Upon full launch in 2019, rapid adoption occurred in hospitals with the growth of 95% over the first year, then accelerated in the pandemic, getting patients out of the ED and decompressing telemetry beds without boarding patients for stress tests, requiring less nurses. In addition, we achieved a median turnaround time of 38 minutes for a patient to get a report, versus the regional standard of 24-48 hours.
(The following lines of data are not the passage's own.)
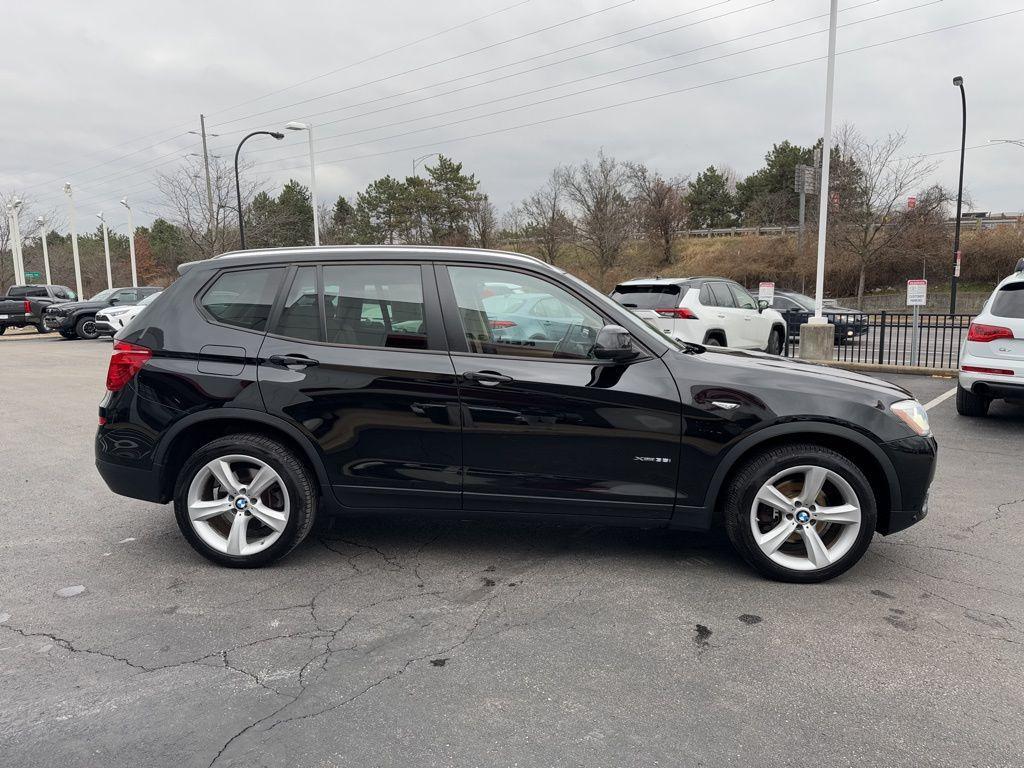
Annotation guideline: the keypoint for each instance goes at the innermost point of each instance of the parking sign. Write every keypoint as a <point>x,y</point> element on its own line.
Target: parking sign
<point>916,292</point>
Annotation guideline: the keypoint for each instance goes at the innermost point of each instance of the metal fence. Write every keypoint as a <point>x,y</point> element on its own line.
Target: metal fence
<point>889,338</point>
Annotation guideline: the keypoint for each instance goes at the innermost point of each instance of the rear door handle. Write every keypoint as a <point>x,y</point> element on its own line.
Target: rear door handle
<point>288,360</point>
<point>486,378</point>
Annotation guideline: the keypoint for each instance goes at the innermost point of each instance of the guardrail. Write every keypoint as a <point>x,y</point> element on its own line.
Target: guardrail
<point>888,338</point>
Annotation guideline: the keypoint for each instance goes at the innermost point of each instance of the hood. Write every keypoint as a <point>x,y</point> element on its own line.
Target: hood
<point>803,374</point>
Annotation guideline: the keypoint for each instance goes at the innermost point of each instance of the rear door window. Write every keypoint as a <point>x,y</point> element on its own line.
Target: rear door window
<point>653,296</point>
<point>243,298</point>
<point>1009,301</point>
<point>375,305</point>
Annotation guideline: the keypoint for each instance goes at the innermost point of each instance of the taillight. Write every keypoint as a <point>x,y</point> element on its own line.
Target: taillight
<point>126,360</point>
<point>992,371</point>
<point>981,332</point>
<point>677,313</point>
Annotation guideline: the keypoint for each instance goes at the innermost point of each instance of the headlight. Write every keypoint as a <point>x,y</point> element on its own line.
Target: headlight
<point>913,415</point>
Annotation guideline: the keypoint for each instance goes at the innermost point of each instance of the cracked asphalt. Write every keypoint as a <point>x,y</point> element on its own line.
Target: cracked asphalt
<point>412,642</point>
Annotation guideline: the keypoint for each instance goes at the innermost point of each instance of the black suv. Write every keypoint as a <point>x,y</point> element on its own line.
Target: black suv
<point>263,388</point>
<point>77,320</point>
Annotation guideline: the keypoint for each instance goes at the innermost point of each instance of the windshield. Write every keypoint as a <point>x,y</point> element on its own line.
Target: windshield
<point>651,296</point>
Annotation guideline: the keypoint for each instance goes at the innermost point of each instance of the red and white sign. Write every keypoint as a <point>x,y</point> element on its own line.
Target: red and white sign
<point>916,292</point>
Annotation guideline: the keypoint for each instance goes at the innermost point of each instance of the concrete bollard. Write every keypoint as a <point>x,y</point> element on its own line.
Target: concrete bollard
<point>817,341</point>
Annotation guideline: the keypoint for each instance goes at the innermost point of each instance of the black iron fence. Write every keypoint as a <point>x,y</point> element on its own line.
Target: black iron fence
<point>888,338</point>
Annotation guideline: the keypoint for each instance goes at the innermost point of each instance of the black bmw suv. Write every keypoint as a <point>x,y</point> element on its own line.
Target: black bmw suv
<point>266,387</point>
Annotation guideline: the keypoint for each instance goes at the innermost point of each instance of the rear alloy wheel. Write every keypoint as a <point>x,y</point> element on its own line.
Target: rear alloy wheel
<point>801,513</point>
<point>86,329</point>
<point>969,403</point>
<point>245,501</point>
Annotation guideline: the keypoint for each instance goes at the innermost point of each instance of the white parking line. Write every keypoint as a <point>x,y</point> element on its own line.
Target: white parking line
<point>941,398</point>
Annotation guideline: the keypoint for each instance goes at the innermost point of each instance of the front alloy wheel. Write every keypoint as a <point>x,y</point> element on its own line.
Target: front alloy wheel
<point>800,513</point>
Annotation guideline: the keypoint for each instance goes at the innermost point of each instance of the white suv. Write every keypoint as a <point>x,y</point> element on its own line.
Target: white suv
<point>992,357</point>
<point>714,311</point>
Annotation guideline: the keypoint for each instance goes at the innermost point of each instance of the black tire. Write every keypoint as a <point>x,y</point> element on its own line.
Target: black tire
<point>755,472</point>
<point>969,403</point>
<point>298,479</point>
<point>86,328</point>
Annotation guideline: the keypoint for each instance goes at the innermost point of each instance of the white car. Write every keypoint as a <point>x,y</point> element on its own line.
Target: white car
<point>714,311</point>
<point>992,357</point>
<point>109,322</point>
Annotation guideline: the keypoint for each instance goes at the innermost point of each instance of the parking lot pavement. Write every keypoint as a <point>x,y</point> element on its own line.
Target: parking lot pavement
<point>415,642</point>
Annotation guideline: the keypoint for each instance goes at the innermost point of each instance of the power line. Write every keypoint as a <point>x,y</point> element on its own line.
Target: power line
<point>673,92</point>
<point>294,85</point>
<point>585,90</point>
<point>374,56</point>
<point>489,46</point>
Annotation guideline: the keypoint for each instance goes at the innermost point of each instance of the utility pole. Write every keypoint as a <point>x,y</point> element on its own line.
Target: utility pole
<point>46,254</point>
<point>74,241</point>
<point>107,250</point>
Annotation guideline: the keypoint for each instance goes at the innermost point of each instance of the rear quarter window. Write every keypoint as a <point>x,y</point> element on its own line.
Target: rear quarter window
<point>243,298</point>
<point>1009,301</point>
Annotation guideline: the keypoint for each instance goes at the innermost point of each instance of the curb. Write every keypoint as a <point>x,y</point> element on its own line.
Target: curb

In February 2022, we presented our results at the ACC Cardiovascular Summit February to acclaim. Given that a standard coronary CT provides a warranty period of 3-5 years after a routine test, the implications are staggering for what could be achieved ahead.

Climbing the learning curve to prove that a networked team of imagers and engineers can scale a digital practice to deliver emergency diagnostics 24/7 has been thrilling. Now that ACC Guidelines have caught up to the evidence, the clinical implication is that diagnostics, including the reduction in myocardial infarction from cardiac CT, can be scaled through the night by instantaneously matching idle physician expertise with patients in need.​

We’re just getting started. We’re looking at the benefits of 5G and computer vision AI as a safe second reader for preliminary reporting, facilitated by transformers. Healthcare is a simulacrum of a system, over-regulated in many areas and unregulated in other important ways:  there is no regulation that requires treatments with proven survival benefits approved by insurance companies (like coronary ct overstress testing ) or during a pandemic, they suspend their abhorrent practices of pre-authorization barriers to patient care; or even that in emergencies a doctor should get rights to any information that might save a human life. Ironically, I have a license to deliver 200 Joules of electricity to the failing heart but not to get a DNR status from another hospital’s EMR. Culture in healthcare is important, and values, and technology must serve the needs of patients first. In complex environments, this can be lost. But there’s hope for innovation and ultimately for our patients.